Fig. 2. The plastron, or inferior aspect of the carapace of a fossil Turtle (Chelonia breviceps), from the London Clay of the Isle of Sheppey. a, fragment of the entosternal plate; b, b, hyosternal plates; c, c, hyposternals; d, xiphisternals.[66]

[66] See Parkinson, p. 269.

Fig. 3. The cranium of the same species of Turtle, from the Isle of Sheppey. Equally rich in the remains of Chelonian reptiles, as in those of Fishes, Crustaceans, Serpents, and Mollusks, the little Island at the mouth of the Medway has yielded to the indefatigable researches of Mr. Bowerbank the most extensive series of fossil Turtles hitherto discovered in England. The various genera and species will be figured and described in a work now in progress by Professors Bell and Owen, under the auspices of the Palæontographical Society.
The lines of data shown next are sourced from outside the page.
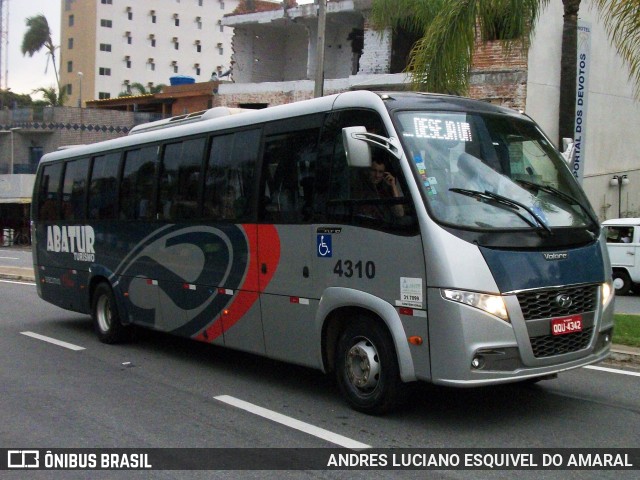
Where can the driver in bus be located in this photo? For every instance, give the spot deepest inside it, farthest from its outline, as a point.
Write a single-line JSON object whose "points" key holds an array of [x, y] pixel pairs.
{"points": [[380, 184]]}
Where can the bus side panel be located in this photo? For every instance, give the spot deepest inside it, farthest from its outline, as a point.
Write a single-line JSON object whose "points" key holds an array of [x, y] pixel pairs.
{"points": [[61, 276], [288, 309], [241, 319], [385, 265]]}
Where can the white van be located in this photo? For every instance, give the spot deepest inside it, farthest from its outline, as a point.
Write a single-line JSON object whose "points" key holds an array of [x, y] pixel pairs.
{"points": [[623, 242]]}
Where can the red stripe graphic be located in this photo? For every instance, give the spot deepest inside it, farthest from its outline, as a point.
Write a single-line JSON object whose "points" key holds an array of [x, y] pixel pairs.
{"points": [[264, 250]]}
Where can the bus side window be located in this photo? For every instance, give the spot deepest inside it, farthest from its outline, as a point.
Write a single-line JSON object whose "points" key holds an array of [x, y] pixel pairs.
{"points": [[179, 179], [103, 187], [229, 178], [137, 186], [371, 196], [74, 189], [48, 192], [289, 160]]}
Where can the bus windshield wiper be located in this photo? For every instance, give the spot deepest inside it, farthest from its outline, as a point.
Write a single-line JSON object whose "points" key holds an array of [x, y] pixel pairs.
{"points": [[513, 205], [554, 191]]}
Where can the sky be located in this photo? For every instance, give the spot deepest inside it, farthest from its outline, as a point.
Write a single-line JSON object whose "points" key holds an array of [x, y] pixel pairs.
{"points": [[28, 73]]}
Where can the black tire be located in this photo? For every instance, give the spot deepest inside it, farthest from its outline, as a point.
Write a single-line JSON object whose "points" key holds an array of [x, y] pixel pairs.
{"points": [[621, 282], [367, 368], [106, 320]]}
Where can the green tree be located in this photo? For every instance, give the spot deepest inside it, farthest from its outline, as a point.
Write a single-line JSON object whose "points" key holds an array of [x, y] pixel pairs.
{"points": [[441, 60], [37, 37], [142, 90], [51, 96]]}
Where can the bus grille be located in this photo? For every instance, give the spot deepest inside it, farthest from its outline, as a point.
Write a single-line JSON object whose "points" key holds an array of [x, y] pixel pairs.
{"points": [[542, 303], [549, 345]]}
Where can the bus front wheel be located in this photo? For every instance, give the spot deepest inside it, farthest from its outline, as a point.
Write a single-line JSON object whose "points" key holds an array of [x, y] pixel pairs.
{"points": [[367, 368], [106, 320], [621, 282]]}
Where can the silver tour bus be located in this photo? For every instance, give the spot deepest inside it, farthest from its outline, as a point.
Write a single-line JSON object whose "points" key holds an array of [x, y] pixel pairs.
{"points": [[386, 238]]}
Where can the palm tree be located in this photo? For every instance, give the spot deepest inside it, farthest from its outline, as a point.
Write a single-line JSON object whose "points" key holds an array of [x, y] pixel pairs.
{"points": [[51, 96], [37, 37], [441, 60]]}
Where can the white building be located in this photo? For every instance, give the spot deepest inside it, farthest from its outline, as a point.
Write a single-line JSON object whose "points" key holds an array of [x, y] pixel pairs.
{"points": [[107, 45], [530, 80]]}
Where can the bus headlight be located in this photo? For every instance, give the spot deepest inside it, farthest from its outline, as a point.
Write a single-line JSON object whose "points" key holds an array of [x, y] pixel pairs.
{"points": [[492, 304], [607, 292]]}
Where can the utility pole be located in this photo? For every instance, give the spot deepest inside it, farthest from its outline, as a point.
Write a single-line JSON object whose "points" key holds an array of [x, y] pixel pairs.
{"points": [[4, 43], [318, 91]]}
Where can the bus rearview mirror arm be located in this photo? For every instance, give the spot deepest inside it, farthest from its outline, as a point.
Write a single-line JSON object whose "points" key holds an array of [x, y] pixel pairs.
{"points": [[357, 143]]}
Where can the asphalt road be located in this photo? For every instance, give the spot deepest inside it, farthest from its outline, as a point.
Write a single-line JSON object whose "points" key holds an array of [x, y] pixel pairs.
{"points": [[161, 391]]}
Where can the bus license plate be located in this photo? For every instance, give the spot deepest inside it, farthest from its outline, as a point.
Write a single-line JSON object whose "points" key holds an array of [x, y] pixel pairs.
{"points": [[562, 326]]}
Fig. 4. A Serpula (S. antiquata ?), from the chalk, Sussex.

Fig. 5. A dorsal vertebra of a fossil crocodilian reptile (Steneosaurus), from the Oxford Clay of Honfleur. a, b, costal depressions.

Fig. 6. A dorsal convexo-concave vertebra of a crocodilian or gavial-like reptile (Streptospondylus), from the same locality. This figure shows the remarkable character whence the name of this genus: the convexity of the body of the vertebra (a) being situated anteriorly as in mammalia, the reverse of the position of the bones forming the vertebral column in the existing Crocodilians and Lacertians. b, the posterior concavity; c, a deep depression beneath the neural arch.

Fig. 7. Sketch of the lower jaw of an extinct gavial-like reptile (Steneosaurus): the vertebra, fig. 5, probably belongs to the same species. From Honfleur. This figure, and figs, 5, 6, and 8, are copied from Cuvier, "Annales du Muséum"

Fig. 8. A caudal vertebra of the Fossil Animal of Maestricht (Mosasaurus); a, the chevron bone or inferior spinous process (hœmapophysis), anchylosed to the middle of the body of the vertebra.

Fig. 9. Fossil scale of a ganoid fish (probably Lepidotus), from Kent.

Fig. 10. Fossil tooth of a fish of the Shark family (Notidanus microdon, of Agassiz,) from the chalk of Kent.